Uno stop inatteso più per le modalità con cui arriva che non per l'avversario che è stato incontrato. Il Milan torna suonato come un pugile sul ring dalla trasferta di Roma contro la Lazio di Simone Inzaghi. La sfida dell'Olimpico non esiste, tanto è la superiorità della squadra biancoceleste su quella di Montella. Quando poi arrivano anche le prime reti, il Milan si sfalda completamente, andando incontro ad un'imbarcata che ad un certo punto sembrava poter assumere contorni da playoff di Europa League, ma a parti invertite.
Eppure, i primi sospiri di partita sembrano poter essere interessanti per i rossoneri. Baricentro alto, giro palla veloce e terzini molto alti per cercare di allargare le maglie della difesa della Lazio, sempre schierate in maniera ottimale con un 5-3-2- difficile da penetrare tanto in mezzo quanto suoi lati. Il Milan però dura solo una decina di minuti, il tempo che serve a Simone Inzaghi per capire che cosa fare per far saltare completamente la tattica rossonera e schiacciare dal punto di vista mentale una squadra con pochissime certezze. La Lazio, invece, ne ha molte di più e le fa valere tutte in campo, dalla prima all'ultima. Immobile attacca di continuo la profondità negli spazi della linea a 4 difensiva del Diavolo che si creano fra centrale e terzino di riferimento, con gli esterni a tutta fascia Lulic e Basta che costringono Rodriguez e Calabria a non poter stare troppo stretti. Disastrosa, in particolare, la prestazione del sostituto di Conti sulla destra che non riesce mai ad uscire dalla centrifuga del pomeriggio romano.
La partita del Milan finisce sostanzialmente con il rigore, ingenuo, che Kessie regala ad Immobile. Da quel momento il Milan crolla di testa e sparisce completamente dal campo, con la Lazio libera di banchettare su quel che resta della squadra rossonera. Squadra, o meglio, al momento un insieme di buoni o grandi giocatori, perchè non si diventa più o meno bravi di quello che si è per una sola partita, che ancora non ha trovato il giusto amalgama e la giusta coesione.

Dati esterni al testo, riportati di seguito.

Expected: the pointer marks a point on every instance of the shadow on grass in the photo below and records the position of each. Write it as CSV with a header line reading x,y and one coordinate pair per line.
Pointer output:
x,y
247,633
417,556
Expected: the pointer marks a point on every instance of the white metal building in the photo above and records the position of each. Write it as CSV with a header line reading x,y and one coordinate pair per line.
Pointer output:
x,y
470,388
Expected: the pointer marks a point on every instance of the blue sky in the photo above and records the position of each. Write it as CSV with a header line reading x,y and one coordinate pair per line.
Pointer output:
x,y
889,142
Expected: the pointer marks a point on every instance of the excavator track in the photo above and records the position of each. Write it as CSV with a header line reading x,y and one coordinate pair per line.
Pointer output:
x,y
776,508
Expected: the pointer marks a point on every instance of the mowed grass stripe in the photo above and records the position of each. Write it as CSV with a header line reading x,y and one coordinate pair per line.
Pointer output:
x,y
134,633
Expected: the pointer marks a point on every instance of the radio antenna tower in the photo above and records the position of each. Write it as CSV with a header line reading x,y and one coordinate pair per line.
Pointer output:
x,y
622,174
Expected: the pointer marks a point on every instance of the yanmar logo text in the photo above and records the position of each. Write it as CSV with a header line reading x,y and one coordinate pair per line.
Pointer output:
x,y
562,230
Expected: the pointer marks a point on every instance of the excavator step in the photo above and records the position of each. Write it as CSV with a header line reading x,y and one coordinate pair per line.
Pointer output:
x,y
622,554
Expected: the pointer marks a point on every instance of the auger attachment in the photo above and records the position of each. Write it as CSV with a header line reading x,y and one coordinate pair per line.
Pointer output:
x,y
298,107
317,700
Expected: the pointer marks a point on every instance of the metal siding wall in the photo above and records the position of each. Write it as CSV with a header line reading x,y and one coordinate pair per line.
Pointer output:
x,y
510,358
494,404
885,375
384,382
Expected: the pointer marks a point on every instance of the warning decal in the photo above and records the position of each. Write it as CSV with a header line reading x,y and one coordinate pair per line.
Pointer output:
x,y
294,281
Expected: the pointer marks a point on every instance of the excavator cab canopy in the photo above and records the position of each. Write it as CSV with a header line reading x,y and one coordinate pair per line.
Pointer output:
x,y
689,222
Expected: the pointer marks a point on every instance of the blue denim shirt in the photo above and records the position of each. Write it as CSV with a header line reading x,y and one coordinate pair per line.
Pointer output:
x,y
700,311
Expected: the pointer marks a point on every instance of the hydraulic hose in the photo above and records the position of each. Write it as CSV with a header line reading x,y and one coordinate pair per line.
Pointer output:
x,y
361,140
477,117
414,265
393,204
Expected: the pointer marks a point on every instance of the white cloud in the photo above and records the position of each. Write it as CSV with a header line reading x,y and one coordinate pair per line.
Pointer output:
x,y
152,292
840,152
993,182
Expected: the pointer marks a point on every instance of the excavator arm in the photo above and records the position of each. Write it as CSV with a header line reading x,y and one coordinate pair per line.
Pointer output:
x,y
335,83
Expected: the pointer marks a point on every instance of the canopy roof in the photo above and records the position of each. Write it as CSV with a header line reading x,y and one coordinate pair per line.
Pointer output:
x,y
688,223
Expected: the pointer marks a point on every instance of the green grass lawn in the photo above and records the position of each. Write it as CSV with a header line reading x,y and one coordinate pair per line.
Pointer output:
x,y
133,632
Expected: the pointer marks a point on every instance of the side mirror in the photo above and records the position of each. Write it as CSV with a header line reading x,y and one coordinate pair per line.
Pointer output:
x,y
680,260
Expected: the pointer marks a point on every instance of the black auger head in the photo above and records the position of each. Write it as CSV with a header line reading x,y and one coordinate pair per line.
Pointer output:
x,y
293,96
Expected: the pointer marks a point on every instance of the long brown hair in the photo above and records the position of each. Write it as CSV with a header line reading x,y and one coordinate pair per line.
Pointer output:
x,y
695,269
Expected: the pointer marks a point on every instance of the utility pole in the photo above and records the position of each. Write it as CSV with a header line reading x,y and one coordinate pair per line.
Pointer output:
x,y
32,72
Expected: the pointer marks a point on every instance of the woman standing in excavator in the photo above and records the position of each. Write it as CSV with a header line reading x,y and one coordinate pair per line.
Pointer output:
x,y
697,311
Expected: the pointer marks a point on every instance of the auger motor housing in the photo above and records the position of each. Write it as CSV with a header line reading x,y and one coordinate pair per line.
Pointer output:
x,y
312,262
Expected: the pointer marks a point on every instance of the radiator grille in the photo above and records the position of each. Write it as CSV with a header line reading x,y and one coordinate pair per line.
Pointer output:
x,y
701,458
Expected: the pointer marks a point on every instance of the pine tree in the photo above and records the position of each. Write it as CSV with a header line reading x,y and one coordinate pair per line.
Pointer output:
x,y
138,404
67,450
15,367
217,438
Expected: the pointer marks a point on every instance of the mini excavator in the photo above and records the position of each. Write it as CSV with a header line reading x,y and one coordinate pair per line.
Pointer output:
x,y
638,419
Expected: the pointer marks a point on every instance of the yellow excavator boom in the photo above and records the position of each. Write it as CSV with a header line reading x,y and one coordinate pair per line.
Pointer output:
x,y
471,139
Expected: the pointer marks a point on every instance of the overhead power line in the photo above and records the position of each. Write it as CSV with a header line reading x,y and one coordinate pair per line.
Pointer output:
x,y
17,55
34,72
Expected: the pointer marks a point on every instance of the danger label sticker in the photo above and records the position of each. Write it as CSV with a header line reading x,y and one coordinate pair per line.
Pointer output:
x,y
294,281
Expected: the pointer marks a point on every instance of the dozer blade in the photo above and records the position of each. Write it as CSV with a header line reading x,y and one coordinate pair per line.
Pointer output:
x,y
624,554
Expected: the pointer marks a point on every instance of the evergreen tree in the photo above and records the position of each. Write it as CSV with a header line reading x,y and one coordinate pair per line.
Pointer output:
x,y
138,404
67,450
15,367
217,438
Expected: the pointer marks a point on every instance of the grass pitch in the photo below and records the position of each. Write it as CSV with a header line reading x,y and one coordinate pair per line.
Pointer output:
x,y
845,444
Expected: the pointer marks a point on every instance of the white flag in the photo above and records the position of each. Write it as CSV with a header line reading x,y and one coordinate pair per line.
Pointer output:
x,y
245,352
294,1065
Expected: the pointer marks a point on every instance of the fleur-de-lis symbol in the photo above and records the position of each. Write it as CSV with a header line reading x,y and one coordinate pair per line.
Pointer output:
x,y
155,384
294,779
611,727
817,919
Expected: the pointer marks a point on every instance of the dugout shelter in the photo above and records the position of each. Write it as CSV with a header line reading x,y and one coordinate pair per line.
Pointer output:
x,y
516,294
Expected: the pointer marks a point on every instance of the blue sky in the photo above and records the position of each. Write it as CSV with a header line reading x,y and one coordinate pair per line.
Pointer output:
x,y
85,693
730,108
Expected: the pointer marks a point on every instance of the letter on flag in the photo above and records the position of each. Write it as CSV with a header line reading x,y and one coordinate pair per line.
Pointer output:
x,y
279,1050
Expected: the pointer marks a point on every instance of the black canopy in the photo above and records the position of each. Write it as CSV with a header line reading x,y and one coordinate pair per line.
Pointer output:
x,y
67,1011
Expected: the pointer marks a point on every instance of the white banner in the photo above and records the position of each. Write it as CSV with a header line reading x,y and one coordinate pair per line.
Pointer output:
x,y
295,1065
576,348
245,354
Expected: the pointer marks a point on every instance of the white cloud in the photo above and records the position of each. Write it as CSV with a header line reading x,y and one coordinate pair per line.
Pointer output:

Non è forse un caso che nel post partita, da Montella passando per i giocatori, il concetto su cui si insista di più sia proprio questo. Tutto giusto e tutto vero, senza dimenticare gli errori tattici dell'allenatore rossonero. L'attacco è abulico e se è vero che Borini è l'unico giocatore che si muove senza palla è anche vero che con la palla fra i piedi l'ex Roma non si trova troppo a suo agio. Suso è stritolato da Lulic per tutta la partita e senza la sua inventiva, o senza nessuno che sia in grado di tentare la giocata oltre a lui, la situazione diventa molto molto complicata.
L'occasione per una reazione si presenterà fra pochi giorni con l'impegno in Europa League, ma è utopico pensare di poter risolvere tutto in appena tre giorni. Meglio fare un passo alla volta e allora per Montella la priorità sembra poter essere quella di ridare una scossa a livello mentale a tutto il gruppo. Senza testa non girano nemmeno le gambe e non si può nemmeno iniziare a parlare di tattica o di moduli, anche se la sensazione è che il 4-3-3 sia arrivato al capolinea con Montella sulla panchina del Milan. Questa squadra non può permettersi di abbandonare mentalmente le partite, soprattutto contro avversari di livello e più rodati nei meccanismi. Il rischio concreto, altrimenti, è quello di andare incontro a dei risultati che tutto farebbero, meno che aiutare il processo di creazione di un gruppo e di una squadra.